A pencil artist reveals helpful negative drawing tips to produce vibrant highlights, textures, grasses, hair, feathers, fur and more!
Negative drawing is a drawing technique in which the artist uses the white of the drawing paper (negative space) and surrounds it with positive marks (positive space) to build up the darkest values with layers of graphite.
While browsing Instagram one day, I was immediately captivated by the beautiful animal drawings of pencil artist, Kathryn Hansen. It’s wonderful to have Kathryn share her drawing tips with us.
Heron My Own Again, aka Edgar was inspired by my many trips to beautiful Balboa Lake in Van Nuys, CA. What I love about Edgar is not only his simple beauty but that he has a full range of values in his portrait.
Values are so critical in creating dynamic graphite drawings. Values help produce the illusion of 3D on a 2-dimensional surface. It’s one of the most important negative drawing skills to learn as a realistic pencil artist to bring your drawings to life.

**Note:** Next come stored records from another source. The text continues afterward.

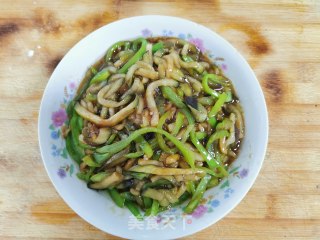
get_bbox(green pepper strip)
[161,86,194,124]
[186,181,196,194]
[182,56,193,62]
[196,132,207,140]
[184,175,211,213]
[208,93,228,118]
[90,172,111,182]
[68,113,84,163]
[66,100,76,119]
[90,67,98,75]
[120,192,135,201]
[152,42,164,53]
[190,130,226,173]
[97,127,195,168]
[135,136,153,158]
[207,177,219,189]
[202,74,220,97]
[160,86,187,109]
[77,167,95,183]
[208,117,217,128]
[156,112,176,154]
[150,200,159,216]
[124,151,144,158]
[158,191,190,212]
[75,75,91,101]
[106,133,117,145]
[82,155,100,167]
[124,201,143,220]
[181,124,194,143]
[107,188,125,208]
[119,38,147,73]
[86,93,97,102]
[66,134,81,164]
[142,197,152,208]
[172,112,184,136]
[90,68,111,85]
[206,130,229,151]
[106,41,130,62]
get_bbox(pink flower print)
[192,205,207,218]
[221,63,228,71]
[69,82,76,90]
[189,38,205,53]
[51,108,67,127]
[141,28,152,37]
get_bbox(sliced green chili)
[152,42,164,53]
[171,112,184,136]
[97,127,195,168]
[106,41,131,62]
[107,188,125,208]
[82,155,100,167]
[150,200,159,216]
[156,112,176,154]
[90,68,111,85]
[181,124,194,143]
[182,55,193,62]
[160,86,187,108]
[134,136,153,158]
[142,196,152,208]
[208,93,228,118]
[66,134,81,164]
[184,174,211,213]
[160,86,194,124]
[208,117,217,128]
[202,74,219,97]
[86,93,97,102]
[124,201,143,220]
[186,181,196,195]
[70,113,84,159]
[206,130,229,151]
[190,130,220,172]
[106,133,117,145]
[196,132,208,140]
[119,38,147,73]
[124,151,144,158]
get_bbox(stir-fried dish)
[64,38,244,218]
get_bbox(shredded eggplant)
[62,37,245,219]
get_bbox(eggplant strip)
[146,79,179,127]
[74,96,139,127]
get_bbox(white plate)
[38,16,268,239]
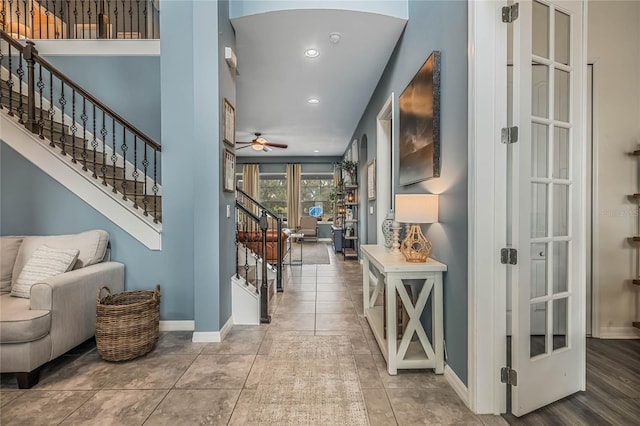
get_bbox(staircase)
[232,188,285,323]
[0,30,162,249]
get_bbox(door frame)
[467,0,597,415]
[467,0,507,414]
[376,92,395,244]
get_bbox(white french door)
[508,0,586,416]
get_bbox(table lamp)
[395,194,438,263]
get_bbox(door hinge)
[502,3,520,24]
[500,248,518,265]
[500,367,518,386]
[500,126,518,144]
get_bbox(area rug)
[291,241,331,265]
[248,336,369,425]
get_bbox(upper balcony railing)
[0,0,160,40]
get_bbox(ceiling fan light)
[304,48,320,58]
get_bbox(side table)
[289,232,304,266]
[360,245,447,375]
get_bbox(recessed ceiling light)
[304,49,320,58]
[329,33,342,44]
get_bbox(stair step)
[0,80,162,222]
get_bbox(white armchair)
[0,230,124,389]
[296,216,318,241]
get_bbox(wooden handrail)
[0,29,162,152]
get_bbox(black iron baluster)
[71,89,78,164]
[147,0,158,38]
[151,149,159,223]
[58,1,67,38]
[0,37,4,109]
[82,0,87,38]
[91,103,97,179]
[82,0,92,38]
[62,0,71,39]
[256,210,271,324]
[111,117,118,194]
[38,64,44,139]
[69,1,79,38]
[142,0,151,39]
[142,144,149,216]
[49,71,54,148]
[127,0,133,38]
[20,41,40,133]
[100,111,107,186]
[131,133,140,209]
[102,0,112,38]
[0,0,9,33]
[120,124,127,201]
[5,0,13,37]
[18,0,31,38]
[58,80,67,155]
[16,52,24,124]
[80,96,89,172]
[40,0,50,39]
[14,0,22,38]
[25,1,33,38]
[7,42,14,117]
[109,0,119,38]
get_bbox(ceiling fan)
[236,132,288,152]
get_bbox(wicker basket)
[96,285,160,361]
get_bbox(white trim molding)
[467,1,507,414]
[594,327,640,339]
[33,40,160,56]
[191,318,233,343]
[160,320,196,331]
[444,364,469,407]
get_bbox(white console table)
[360,245,447,375]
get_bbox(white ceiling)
[232,9,406,156]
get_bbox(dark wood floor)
[503,338,640,426]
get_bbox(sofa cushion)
[11,229,109,286]
[0,237,22,294]
[11,246,78,298]
[0,294,51,344]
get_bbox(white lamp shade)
[395,194,438,223]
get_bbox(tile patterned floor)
[0,248,506,426]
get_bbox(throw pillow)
[0,237,22,294]
[11,246,79,299]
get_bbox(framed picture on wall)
[367,160,376,200]
[398,51,440,185]
[222,98,236,146]
[222,149,236,192]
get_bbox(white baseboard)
[160,321,196,331]
[444,364,471,409]
[600,327,640,339]
[191,318,233,343]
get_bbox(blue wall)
[0,1,235,332]
[352,1,467,383]
[216,0,236,327]
[0,142,193,320]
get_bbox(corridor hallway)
[0,246,490,426]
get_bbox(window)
[258,174,335,221]
[300,174,335,221]
[258,174,287,219]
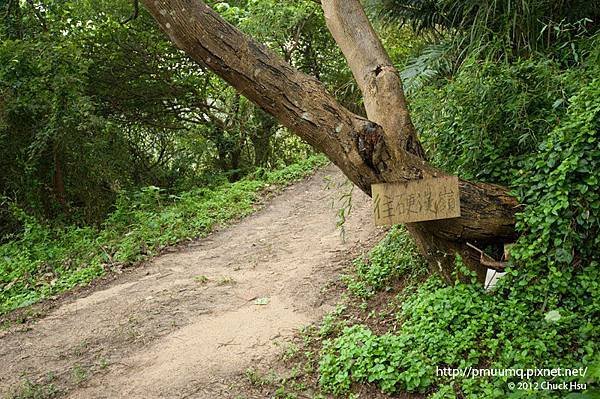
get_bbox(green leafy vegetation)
[310,1,600,398]
[0,0,600,399]
[0,156,327,313]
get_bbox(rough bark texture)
[143,0,518,282]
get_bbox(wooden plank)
[371,176,460,226]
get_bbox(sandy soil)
[0,166,381,399]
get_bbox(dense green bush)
[320,71,600,398]
[342,226,427,299]
[0,156,326,314]
[411,58,594,185]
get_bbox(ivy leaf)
[544,310,561,323]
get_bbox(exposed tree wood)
[143,0,518,282]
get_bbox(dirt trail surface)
[0,166,380,399]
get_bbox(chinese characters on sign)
[371,176,460,226]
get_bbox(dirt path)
[0,167,378,399]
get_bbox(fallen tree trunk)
[142,0,518,278]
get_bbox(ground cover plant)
[0,156,327,313]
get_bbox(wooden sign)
[371,176,460,226]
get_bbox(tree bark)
[142,0,518,277]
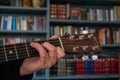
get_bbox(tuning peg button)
[73,46,79,51]
[83,46,88,50]
[92,46,98,50]
[88,34,93,39]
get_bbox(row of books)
[50,4,120,21]
[50,57,118,76]
[0,16,46,31]
[50,25,120,45]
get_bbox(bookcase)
[0,0,120,80]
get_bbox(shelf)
[50,19,120,26]
[0,30,47,37]
[0,6,47,15]
[51,0,120,6]
[32,76,47,80]
[50,75,118,80]
[102,44,120,48]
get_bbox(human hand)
[20,35,65,76]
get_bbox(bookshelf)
[0,0,120,80]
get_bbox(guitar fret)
[5,45,17,61]
[59,37,64,50]
[14,44,19,59]
[25,43,30,57]
[16,43,28,58]
[3,45,8,61]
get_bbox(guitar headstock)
[61,33,102,53]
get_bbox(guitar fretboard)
[0,34,102,63]
[0,39,60,63]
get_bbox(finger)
[57,47,65,59]
[42,42,57,64]
[50,35,58,39]
[30,42,47,66]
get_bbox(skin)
[20,35,65,76]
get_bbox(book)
[70,8,81,20]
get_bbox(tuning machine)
[82,46,88,50]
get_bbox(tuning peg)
[83,46,88,50]
[69,35,74,40]
[92,46,98,50]
[88,34,93,39]
[73,46,79,51]
[79,35,85,40]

“Value does all the work and color gets all the glory,” author unknown.
Value is the degree of lightness and darkness in your drawing. Proper value will give your animal volume, show the texture of the animal and indicate the direction of your light source. Basically values are your best ally as a graphite artist.
My method of drawing could be interpreted as negative drawing.
To explain, the white (my lightest value) is the color of the paper and from there I build up to my darkest value with layer after layer of graphite.
I draw in a circular motion to form tiny intertwining circles which creates one continuous tone.
This achieved by using a Tombow graphite pencil, grade 6H and gradually work up to an HB.
For this dark background it took approximately 10-12 layers. I know it sounds monotonous, but this way of layering keeps the integrity of the paper intact and allows each successive layer to lie nicely on top of the last.
I use a light touch technique, and twirl my pencil every now and then to keep the graphite point sharp.
As I build up the background I also get to work on Edgar. I start with the most important part to me, his eye, as this will dictate his personality when I get it right.
I pay very close attention to my reference photo and every twist and turn the feathers take along his body. Feathers grow from specific regions on an egret’s body; these feather groups define the shape and contours of the bird.
The pencil is an ideal precision tool for laying in these feather patterns to help depict his body realistically. As I go along I am always watching for where the light hits his feathers so each stroke of my pencil is deliberate, starting light with a 4H pencil then working up to a 2H.
I keep my pencil razor sharp at all times for crisp details. As you can see some of my darkest values on Edgar are right around his eye, which draws your attention right to it, creating a nice focal point to this drawing.
I tend to squint A LOT at my drawing to make sure my values are correct and every now and then I do a mirror check as well…always making sure the values are true.
In the finishing phase of my drawing I go into what I call noodling, where I go around my drawing and fill in some of those valleys from the tooth of the paper to make the background one continuous tone. I also go back over my dark areas on Edgar to punch them up again with an HB pencil.
Some helpful drawing hints:
- When drawing animals be sure to study their anatomy and behavior. I sat for hours on 3 different occasions watching Edgar along the shoreline catching huge dragonflies’ that were serpentining on the lake. I also watch a lot of live feed cameras on HDOnTap, the eagles in Hanover, PA and great horned owls in Savannah Georgia are among my favorites.
- Have good reference materials. Mistakes happen in drawing when you start drawing from memory. To avoid this, make sure you are always studying your reference image and taking your cues from it.
*Materials used: Strathmore Bristol Board 500 series, Tombow pencils 6H, 4H, 2H, H & HB, tortillions, kneaded and Sumo-Grip erasers.
Guest artist/author: Southern California artist, Kathryn Hansen received her BFA degree in studio arts from the University of Stevens Point, WI in 1983. She went on to study art at the Milwaukee Institute of Art and Design, the Associates of Art in Sherman Oaks, CA and studied under Margo Lennartz in La Crescenta, CA. The foundation of Kathryn’s work is in capturing the essence and soul of the animals she draws.